Biography
Jennifer Chayes is dean of the College of Computing, Data Science, and Society. She is a professor of electrical engineering and computer sciences, mathematics, statistics, and information. Before joining Berkeley, she was a technical fellow at Microsoft, where she led research programs for over 20 years and was founder and managing director of three interdisciplinary labs: Microsoft Research New England, New York City, and Montreal.
Before joining Microsoft, Chayes was a professor of mathematics at UCLA, where she received the UCLA Distinguished Teaching Award. During her time at Microsoft, she was an affiliate professor of mathematics and physics at the University of Washington. She is an author of about 150 scientific papers and the inventor on more than 25 patents. She earned her Ph.D. in mathematical physics at Princeton University and has been awarded honorary doctorates from Bard College in New York and Leiden University in the Netherlands.

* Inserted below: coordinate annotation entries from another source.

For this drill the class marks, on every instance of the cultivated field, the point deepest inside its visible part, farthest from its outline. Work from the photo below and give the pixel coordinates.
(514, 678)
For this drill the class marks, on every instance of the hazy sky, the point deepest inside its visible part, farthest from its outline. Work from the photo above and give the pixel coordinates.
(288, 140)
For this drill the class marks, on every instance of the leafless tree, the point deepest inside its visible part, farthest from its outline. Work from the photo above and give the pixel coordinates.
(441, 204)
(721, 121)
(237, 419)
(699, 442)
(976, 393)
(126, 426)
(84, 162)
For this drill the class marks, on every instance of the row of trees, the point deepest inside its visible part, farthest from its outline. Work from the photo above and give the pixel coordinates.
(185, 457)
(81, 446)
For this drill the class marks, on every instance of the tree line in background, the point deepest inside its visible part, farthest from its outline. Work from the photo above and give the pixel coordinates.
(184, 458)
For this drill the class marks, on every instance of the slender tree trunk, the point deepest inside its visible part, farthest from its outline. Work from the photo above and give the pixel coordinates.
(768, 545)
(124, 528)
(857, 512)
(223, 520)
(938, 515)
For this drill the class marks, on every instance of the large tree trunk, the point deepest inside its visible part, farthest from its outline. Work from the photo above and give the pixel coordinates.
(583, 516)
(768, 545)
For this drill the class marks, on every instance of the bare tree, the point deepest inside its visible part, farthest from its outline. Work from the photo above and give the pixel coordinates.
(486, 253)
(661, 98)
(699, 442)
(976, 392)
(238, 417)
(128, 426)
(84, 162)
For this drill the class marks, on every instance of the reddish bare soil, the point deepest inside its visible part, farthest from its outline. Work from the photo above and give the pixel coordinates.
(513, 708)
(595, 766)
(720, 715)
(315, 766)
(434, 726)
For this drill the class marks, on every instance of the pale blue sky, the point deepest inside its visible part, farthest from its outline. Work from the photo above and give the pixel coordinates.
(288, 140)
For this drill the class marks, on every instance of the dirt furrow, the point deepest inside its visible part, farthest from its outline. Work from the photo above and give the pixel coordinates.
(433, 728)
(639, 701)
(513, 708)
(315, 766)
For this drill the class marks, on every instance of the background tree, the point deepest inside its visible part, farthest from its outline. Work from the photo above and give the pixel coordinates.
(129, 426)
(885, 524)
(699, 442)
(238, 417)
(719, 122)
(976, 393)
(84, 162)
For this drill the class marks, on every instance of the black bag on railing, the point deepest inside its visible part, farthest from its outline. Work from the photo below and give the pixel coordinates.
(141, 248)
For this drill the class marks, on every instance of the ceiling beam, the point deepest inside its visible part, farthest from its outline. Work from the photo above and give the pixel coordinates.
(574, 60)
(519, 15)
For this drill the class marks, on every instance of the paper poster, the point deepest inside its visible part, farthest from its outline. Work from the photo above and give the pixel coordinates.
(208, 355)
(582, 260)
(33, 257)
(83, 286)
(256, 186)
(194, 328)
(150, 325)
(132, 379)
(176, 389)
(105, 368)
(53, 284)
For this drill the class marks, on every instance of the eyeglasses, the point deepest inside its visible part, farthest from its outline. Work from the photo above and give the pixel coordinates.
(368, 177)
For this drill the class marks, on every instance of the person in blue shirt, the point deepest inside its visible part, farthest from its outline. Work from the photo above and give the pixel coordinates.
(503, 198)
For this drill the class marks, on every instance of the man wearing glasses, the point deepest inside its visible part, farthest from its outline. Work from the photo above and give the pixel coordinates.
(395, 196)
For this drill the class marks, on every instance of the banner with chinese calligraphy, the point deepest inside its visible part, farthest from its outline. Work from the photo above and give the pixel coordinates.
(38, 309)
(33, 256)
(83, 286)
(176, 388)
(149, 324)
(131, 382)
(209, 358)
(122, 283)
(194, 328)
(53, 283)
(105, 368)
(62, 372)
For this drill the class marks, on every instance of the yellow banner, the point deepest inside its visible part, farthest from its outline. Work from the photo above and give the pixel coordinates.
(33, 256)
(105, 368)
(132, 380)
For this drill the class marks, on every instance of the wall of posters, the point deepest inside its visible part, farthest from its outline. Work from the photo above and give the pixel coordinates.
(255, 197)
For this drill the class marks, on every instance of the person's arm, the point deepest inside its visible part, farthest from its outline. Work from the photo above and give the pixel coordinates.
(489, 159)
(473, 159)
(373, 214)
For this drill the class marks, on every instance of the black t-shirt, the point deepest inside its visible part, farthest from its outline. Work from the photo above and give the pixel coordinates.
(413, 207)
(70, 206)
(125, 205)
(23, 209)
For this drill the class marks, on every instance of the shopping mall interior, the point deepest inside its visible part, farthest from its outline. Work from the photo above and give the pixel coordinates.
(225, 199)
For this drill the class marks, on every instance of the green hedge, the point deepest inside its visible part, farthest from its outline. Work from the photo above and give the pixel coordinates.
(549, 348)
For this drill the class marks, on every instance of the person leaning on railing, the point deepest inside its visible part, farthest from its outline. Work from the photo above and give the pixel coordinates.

Chayes has received numerous awards for both leadership and scientific contributions, including the Anita Borg Institute Women of Vision Leadership Award, the John von Neumann Award of the Society for Industrial and Applied Mathematics. She is a member of the American Academy of Arts and Sciences and the National Academy of Sciences and a Fellow of the American Association for the Advancement of Science, the Association for Computing Machinery, and the American Mathematical Society.
Research Interests
Chayes’ research areas include phase transitions in computer science and structural and dynamical properties of networks including modeling and graph algorithms. Chayes is one of the inventors of the field of graphons, which are widely used for the machine learning of large-scale networks. Her recent work focuses on machine learning, including both theory and applications in cancer immunotherapy, ethical decision making, and climate change.